A visit to the kitchen today would reveal that steel and aluminium have replaced copper and brass vessels. Whilst elders waxed about the health benefits of cooking and having meals in copper and brass vessels, these vessels required regular maintenance. Once every few months, they had to be given a coating of tin to prevent the oxidization which occurred due to moisture. Besides, brass and copper also react to souring agents in the food. This is where the Kalaiwala or the Kalaigar came in. A travelling service provider, often accompanied by an assistant, he would move in different parts of the city advertising his services with a loud, elongated shout, Kalaaai. The process of tinning required a strip of tin, caustic soda and aluminium chloride. The vessel was first cleaned with caustic soda and water, then heated on coals fired up with air pumped from bellows. Once the vessel was hot aluminium chloride powder was sprinkled on the inside of the vessel and polished with a strip of tin using cotton cloth. The tin would melt leaving behind a fine film that would shine like silver. And the vessel was good to use for a few more months.  

Steel or aluminium vessels on the other hand do not require tinning and are easy to clean. Besides, with people staying in high rises and the lady of the house often out at work, the option of using copper or brass vessels which require regular tinning is not practical anymore.  

Today, when we want to spice up our food all we have to do is to open a packet of ground, powdered spices. But, not so a few decades ago when whole spices were purchased, dried and then ground at home, either by a member of the family or by professional spice grinders, usually women who would move from house to house with a wooden mortar and pestle. They would operate in groups of 2 or 3 and would pound the spice all at the same time but in turn. And the pounding sound would have a rhythmic beat to it. The whole spices would first be piled into the high walled mortar and then each lady would pound it with a long wooden pestle alternately until the spice was finely ground. This work was not only tiring but also detrimental to health. The ladies would cover their faces to avoid breathing in the finely powdered, but often pungent, spices. Whilst this service may still be available in rural areas, these ladies known as Masala Pisnewali Bais are no longer to be seen in Mumbai. Easy availability of a variety of powdered spices, both plain as well as blended, means that we do not need to stock up on whole spices and then grind them. And for those who want to do so, the electric mixer-grinder is always on hand.

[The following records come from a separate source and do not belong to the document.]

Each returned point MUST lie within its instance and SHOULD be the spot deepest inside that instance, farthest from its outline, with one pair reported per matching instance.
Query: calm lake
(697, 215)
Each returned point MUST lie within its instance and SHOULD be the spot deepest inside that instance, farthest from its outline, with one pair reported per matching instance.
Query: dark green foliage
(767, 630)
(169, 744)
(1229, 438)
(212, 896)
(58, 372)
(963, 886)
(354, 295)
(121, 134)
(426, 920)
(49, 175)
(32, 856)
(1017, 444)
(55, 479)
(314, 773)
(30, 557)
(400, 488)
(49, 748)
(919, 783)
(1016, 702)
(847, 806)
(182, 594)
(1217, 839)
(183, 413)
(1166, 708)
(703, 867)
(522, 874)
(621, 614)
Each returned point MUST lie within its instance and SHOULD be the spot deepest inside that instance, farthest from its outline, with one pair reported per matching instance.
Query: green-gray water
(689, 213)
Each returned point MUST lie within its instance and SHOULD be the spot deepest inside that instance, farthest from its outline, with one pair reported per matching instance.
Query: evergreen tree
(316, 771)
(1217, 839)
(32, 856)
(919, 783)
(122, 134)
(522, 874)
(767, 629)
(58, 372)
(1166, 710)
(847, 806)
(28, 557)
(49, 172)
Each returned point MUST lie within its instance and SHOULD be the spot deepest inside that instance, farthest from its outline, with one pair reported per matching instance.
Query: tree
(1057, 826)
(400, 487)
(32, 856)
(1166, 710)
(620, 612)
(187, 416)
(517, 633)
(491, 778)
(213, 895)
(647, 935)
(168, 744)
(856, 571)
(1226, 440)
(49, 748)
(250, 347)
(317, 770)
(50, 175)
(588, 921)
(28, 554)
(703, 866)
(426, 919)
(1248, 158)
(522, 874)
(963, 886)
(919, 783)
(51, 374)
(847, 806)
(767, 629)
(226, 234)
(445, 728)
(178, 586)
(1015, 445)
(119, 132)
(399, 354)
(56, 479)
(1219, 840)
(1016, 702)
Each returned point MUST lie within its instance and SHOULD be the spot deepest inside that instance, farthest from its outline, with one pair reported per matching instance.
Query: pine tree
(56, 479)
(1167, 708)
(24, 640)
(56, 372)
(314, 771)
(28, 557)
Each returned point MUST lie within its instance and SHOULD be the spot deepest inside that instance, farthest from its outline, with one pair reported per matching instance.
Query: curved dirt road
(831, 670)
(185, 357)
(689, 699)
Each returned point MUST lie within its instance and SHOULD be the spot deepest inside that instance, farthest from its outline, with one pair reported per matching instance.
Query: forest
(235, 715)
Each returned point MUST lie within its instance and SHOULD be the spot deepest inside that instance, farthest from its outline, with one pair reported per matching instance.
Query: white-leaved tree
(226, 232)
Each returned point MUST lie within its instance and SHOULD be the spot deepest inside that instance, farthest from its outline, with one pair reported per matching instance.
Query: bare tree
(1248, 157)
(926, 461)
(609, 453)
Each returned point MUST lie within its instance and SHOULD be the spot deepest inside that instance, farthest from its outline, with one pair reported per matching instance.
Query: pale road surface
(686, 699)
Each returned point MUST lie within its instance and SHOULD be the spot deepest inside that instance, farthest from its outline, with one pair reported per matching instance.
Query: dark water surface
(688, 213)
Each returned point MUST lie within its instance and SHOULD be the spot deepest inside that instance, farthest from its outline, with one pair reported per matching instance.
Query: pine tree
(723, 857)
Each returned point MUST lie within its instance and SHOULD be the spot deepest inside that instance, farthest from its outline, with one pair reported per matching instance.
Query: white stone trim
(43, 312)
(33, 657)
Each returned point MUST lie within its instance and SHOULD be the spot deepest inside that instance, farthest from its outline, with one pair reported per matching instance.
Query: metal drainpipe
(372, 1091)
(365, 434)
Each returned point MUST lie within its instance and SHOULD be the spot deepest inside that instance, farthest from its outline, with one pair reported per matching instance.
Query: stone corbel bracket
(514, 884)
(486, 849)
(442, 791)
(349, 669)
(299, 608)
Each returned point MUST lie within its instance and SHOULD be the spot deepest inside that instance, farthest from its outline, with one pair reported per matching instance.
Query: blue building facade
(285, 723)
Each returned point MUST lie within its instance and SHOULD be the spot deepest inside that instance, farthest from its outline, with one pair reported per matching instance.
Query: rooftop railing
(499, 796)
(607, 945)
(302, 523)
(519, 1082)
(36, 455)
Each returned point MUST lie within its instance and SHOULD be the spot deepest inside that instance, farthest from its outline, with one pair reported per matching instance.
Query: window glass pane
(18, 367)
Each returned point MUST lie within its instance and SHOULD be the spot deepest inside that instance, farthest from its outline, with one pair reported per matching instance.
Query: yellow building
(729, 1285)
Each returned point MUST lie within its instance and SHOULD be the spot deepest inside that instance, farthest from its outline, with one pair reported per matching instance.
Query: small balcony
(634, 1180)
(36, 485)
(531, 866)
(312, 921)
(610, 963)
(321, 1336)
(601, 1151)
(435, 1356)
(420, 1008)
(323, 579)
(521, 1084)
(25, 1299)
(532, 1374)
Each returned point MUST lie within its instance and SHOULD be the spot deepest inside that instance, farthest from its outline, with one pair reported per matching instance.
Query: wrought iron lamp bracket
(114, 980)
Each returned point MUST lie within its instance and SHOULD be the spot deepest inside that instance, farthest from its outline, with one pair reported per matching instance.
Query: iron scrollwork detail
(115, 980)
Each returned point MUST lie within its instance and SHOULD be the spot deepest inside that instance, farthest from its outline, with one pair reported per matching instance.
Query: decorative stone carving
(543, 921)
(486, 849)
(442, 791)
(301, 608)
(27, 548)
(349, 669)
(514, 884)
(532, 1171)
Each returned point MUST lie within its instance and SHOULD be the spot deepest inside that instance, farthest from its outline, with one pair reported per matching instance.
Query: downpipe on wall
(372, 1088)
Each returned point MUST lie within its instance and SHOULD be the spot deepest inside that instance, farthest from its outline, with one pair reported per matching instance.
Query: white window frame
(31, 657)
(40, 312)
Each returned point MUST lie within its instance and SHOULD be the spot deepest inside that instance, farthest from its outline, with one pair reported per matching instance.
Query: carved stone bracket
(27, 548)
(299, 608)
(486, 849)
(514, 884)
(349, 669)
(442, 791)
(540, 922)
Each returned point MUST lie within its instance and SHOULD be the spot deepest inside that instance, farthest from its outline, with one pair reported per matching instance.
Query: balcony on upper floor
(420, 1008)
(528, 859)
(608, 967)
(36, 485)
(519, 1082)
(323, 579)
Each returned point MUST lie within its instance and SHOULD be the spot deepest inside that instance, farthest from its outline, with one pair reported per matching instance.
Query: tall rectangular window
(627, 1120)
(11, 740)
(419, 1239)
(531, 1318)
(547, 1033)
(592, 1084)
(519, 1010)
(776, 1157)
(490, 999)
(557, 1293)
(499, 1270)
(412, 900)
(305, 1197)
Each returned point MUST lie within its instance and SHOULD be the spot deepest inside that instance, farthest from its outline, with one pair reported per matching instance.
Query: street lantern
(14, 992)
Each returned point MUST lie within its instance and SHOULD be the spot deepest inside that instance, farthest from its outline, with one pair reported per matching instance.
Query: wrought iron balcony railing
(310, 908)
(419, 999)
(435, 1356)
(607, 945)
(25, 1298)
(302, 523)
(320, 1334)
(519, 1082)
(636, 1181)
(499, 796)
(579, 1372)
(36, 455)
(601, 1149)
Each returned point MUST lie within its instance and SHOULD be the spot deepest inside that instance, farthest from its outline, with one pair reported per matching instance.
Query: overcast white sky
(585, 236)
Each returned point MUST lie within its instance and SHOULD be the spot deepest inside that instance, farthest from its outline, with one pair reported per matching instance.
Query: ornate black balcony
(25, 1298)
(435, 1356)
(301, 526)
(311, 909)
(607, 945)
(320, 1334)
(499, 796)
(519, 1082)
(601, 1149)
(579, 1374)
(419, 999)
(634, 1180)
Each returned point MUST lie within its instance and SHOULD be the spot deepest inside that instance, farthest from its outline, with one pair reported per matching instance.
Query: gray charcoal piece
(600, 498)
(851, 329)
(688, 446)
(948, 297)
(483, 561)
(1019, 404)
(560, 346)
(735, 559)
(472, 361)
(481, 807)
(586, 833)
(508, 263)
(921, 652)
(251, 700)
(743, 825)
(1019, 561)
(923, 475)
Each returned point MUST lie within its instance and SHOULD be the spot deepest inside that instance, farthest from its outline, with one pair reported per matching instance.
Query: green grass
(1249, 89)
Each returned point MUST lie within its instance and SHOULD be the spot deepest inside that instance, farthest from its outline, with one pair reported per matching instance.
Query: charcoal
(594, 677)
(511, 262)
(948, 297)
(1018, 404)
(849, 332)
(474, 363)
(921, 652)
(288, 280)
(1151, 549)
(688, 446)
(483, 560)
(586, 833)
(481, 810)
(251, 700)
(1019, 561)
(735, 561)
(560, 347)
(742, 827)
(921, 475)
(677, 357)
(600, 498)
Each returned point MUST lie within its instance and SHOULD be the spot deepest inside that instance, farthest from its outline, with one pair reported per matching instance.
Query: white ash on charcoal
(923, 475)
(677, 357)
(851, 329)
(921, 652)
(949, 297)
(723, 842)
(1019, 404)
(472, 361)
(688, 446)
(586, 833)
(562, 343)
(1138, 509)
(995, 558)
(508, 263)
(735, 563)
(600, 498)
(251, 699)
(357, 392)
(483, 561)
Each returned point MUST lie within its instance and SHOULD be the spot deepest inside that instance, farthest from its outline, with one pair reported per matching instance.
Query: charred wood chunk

Here is one profession that is still around but dying a slow death. The cotton carder or the Pinjari was the most visible of the four. In some places Pinjaris were also referred to as Dhuniyas and Bahnas. And they ensured that one had a good night's sleep on a soft cotton mattress or that we sat in comfort on our chairs and sofas before foam replaced cotton in furnishings. Pinjaris too roamed the towns and cities looking to redo mattresses and pillows, carding cotton by hand with the help of shaped wooden bow-like instrument with a metal wire drawn across diagonally and a mallet. This instrument also served as a calling card to advertise their services. A pull of this wire produced a Twang like sound which would draw the attention of people around. The Pinjari would open up mattresses, quilts and pillows, remove the lumpy cotton within and pass the instrument through it to separate the fibres thereby restoring its fluffiness. Some also upholstered chairs and sofas besides carding cotton. With the arrival of Rubber and PU foam cotton was no longer the preferred choice for beddings and furnishings. Some Pinjaris upgraded themselves to mattress dealers in keeping with the changing times whilst many others realised that their children were reluctant to take up this profession thus leading to its slow oblivion.


However, all is not lost. We have others, like the Bhangarwala / Kabadiwala who helps us rid our homes of  unwanted stuff , the Churiwala who sharpens knives and scissors and the Bhishti who quenches our thirst from the water in his goat skin pouch, still roaming the streets of Mumbai and reminding us of the itinerant service providers of days gone by.